‘You’ve missed the point’: A response to Sandile Zungu

Sipho M Pityana has responded to Sandile Zungu with another open letter. Picture: iStock/Gallo Images
Sipho M Pityana has responded to Sandile Zungu with another open letter. Picture: iStock/Gallo Images

Sipho M Pityana has responded to Sandile Zungu with another open letter. 

Dear Sandile,

Thank you for responding to my open letter which invited an open discussion on business ethical leadership.

Unfortunately, you seem to have missed the point.
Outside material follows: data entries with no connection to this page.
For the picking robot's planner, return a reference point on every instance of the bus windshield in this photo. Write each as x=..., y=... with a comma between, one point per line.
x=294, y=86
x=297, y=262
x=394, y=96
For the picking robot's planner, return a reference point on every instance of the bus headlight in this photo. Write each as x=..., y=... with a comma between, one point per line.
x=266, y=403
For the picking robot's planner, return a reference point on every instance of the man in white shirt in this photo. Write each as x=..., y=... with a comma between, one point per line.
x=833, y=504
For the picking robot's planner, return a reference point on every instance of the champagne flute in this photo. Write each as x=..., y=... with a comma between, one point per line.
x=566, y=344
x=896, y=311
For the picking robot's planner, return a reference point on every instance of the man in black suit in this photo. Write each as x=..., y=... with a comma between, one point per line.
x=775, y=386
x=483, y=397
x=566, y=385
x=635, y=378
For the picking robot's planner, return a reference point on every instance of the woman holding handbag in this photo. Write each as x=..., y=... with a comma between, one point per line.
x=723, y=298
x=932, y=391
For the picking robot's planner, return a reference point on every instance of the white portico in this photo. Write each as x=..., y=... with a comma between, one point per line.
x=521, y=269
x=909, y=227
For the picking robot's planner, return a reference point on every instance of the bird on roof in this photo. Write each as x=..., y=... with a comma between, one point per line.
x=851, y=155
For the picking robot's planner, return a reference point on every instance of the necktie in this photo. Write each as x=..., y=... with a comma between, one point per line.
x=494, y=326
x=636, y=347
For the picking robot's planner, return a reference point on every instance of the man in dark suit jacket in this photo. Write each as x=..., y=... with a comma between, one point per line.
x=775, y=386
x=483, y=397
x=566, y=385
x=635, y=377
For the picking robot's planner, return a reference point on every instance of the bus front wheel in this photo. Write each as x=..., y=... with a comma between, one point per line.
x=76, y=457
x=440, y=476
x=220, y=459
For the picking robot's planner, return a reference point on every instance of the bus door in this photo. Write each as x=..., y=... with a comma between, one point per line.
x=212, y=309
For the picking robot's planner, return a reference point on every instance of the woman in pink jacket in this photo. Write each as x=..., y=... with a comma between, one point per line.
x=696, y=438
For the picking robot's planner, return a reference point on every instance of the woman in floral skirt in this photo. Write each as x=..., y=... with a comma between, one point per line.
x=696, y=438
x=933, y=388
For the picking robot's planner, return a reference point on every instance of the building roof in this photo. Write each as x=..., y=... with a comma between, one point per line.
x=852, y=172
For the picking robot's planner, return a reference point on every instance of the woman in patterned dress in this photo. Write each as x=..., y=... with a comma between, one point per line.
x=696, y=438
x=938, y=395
My key issue up until now, Sandile, has been the unethical conduct that has been a trademark of your past. We can now add to that your dishonesty in owning up to that past and trying to rewrite history, in being a useful comprador for the barons of state capture, and then selling out the very crooks you were once proud to have as business partners.

Sipho Pityana Picture: News24

You were an unscrupulous state capture collaborator. And, while I do not want to engage in a tit-for-tat, I must correct some of your attempts to airbrush history – particularly your collaboration with the architects of state capture, and your dealings with the Guptas. I do so if only to ask black business whether it is right that we be led by a dishonest Gupta protégé.

Your flat denial that you ever had a business association with both Duduzane Zuma and the Guptas, in light of extensive media coverage that brought this to the nation’s attention, is incredibly dishonest. Your expectation that we should believe you simply because you insist that it never happened leaves us not only feeling disrespected, but also wondering what else we don’t about your role in state capture.

Unless you come clean, you cannot be worthy of our trust.

In an interview you conducted with Business Report journalist Ingi Salgado on August 17 2010 – which has not been corrected or challenged – you disclose that the Guptas invited you to be part of the ArcelorMittal transaction.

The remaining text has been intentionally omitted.